Modern Software Experience

2017-12-02

A Technical but Important Issue

capable database

Your genealogy software needs a capable database; a database capable of handing your genealogy.
What is the Best Genealogy Program already mentioned that your software should support Unicode, and, as a rule, and that means the database must support Unicode. As a rule with very few exceptions, most modern genealogy programs are Unicode-based.
Genealogy Software Limits already mentioned that the software (and its database) should not have low arbitrary limits, on for example the length of names, number of individuals, or total database size. As a general rule, low arbitrary limits are a misfeature of early, 16-bit genealogy software, and the limits of typical 32-bit programs are hardly ever limiting. Most genealogy software sold today is 32-bit or 64-bit software.
Deliberately Limited Genealogy Programs pointed out that some vendors add an anti-genealogical misfeature, deliberately blocking you from entering same-sex marriages. Few vendors still do so. Most genealogy software sold today allows you to enter same-sex marriages.

Your main genealogy editor should use a real database system.

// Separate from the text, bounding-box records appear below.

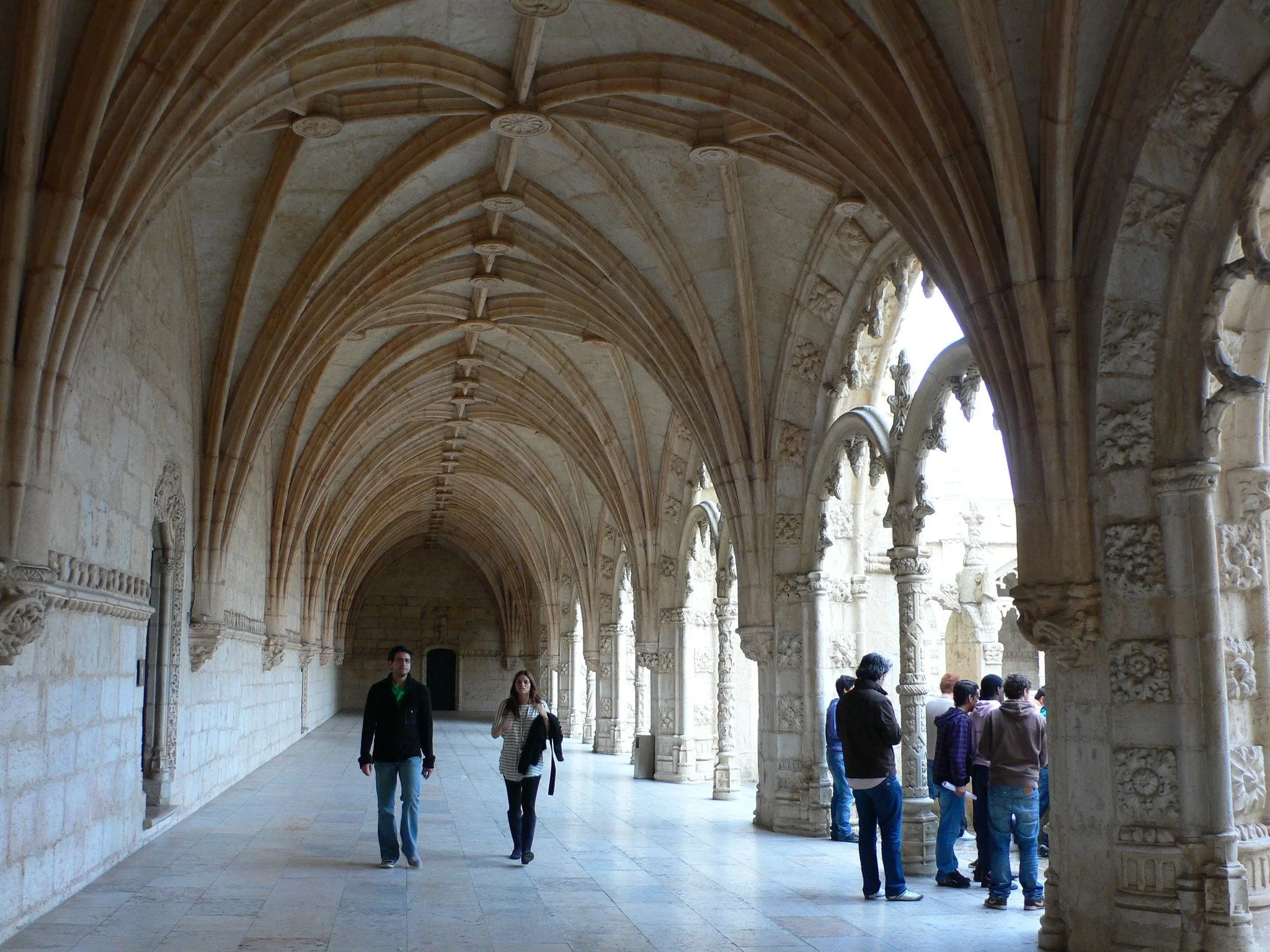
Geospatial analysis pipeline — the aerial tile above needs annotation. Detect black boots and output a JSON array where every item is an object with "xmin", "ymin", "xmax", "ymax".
[
  {"xmin": 521, "ymin": 814, "xmax": 538, "ymax": 865},
  {"xmin": 507, "ymin": 810, "xmax": 520, "ymax": 859}
]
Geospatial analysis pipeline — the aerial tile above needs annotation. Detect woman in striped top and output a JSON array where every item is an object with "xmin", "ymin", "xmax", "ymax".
[{"xmin": 489, "ymin": 670, "xmax": 548, "ymax": 863}]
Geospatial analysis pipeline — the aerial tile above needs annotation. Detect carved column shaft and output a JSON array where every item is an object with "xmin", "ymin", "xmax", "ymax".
[
  {"xmin": 799, "ymin": 573, "xmax": 833, "ymax": 832},
  {"xmin": 582, "ymin": 658, "xmax": 596, "ymax": 744},
  {"xmin": 714, "ymin": 598, "xmax": 740, "ymax": 800},
  {"xmin": 888, "ymin": 546, "xmax": 936, "ymax": 875},
  {"xmin": 148, "ymin": 558, "xmax": 175, "ymax": 782},
  {"xmin": 1152, "ymin": 461, "xmax": 1253, "ymax": 952}
]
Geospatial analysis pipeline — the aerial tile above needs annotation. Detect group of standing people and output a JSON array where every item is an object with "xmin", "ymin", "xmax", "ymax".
[
  {"xmin": 358, "ymin": 645, "xmax": 564, "ymax": 870},
  {"xmin": 824, "ymin": 653, "xmax": 1049, "ymax": 909}
]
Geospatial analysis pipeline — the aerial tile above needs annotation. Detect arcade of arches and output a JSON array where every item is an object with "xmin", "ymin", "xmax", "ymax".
[{"xmin": 0, "ymin": 0, "xmax": 1270, "ymax": 952}]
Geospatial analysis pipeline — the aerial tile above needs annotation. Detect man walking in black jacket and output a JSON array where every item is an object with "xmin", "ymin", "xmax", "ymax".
[
  {"xmin": 358, "ymin": 645, "xmax": 437, "ymax": 870},
  {"xmin": 837, "ymin": 653, "xmax": 922, "ymax": 902}
]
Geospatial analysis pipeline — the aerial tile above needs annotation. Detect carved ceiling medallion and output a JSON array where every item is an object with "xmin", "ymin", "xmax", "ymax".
[
  {"xmin": 512, "ymin": 0, "xmax": 572, "ymax": 19},
  {"xmin": 291, "ymin": 113, "xmax": 344, "ymax": 138},
  {"xmin": 489, "ymin": 109, "xmax": 551, "ymax": 138},
  {"xmin": 688, "ymin": 142, "xmax": 737, "ymax": 165}
]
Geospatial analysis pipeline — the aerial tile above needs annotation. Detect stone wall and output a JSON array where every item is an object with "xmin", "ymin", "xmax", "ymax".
[
  {"xmin": 340, "ymin": 549, "xmax": 512, "ymax": 711},
  {"xmin": 0, "ymin": 195, "xmax": 339, "ymax": 941}
]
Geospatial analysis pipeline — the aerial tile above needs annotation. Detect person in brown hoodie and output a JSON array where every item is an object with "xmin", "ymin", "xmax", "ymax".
[{"xmin": 979, "ymin": 674, "xmax": 1049, "ymax": 909}]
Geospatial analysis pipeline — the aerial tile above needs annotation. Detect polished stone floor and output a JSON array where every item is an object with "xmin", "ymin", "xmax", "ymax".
[{"xmin": 0, "ymin": 715, "xmax": 1039, "ymax": 952}]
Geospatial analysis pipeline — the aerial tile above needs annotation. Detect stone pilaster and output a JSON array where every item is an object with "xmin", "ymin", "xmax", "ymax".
[
  {"xmin": 888, "ymin": 546, "xmax": 938, "ymax": 876},
  {"xmin": 594, "ymin": 622, "xmax": 626, "ymax": 754},
  {"xmin": 1153, "ymin": 461, "xmax": 1254, "ymax": 952},
  {"xmin": 582, "ymin": 653, "xmax": 600, "ymax": 745},
  {"xmin": 714, "ymin": 598, "xmax": 740, "ymax": 800}
]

These is another database issue to consider when selecting a genealogy program. Your main genealogy editor should use a real database system. You particularly need to avoid genealogy software that uses GEDCOM as their database format.

genealogy database

Genealogy applications keep your genealogy data in some database, your genealogy database. There is no standard file format for genealogy databases. Different genealogy applications by different vendors use different file formats, just like different word processors by different vendors use different file formats. Each vendor makes up their own file format.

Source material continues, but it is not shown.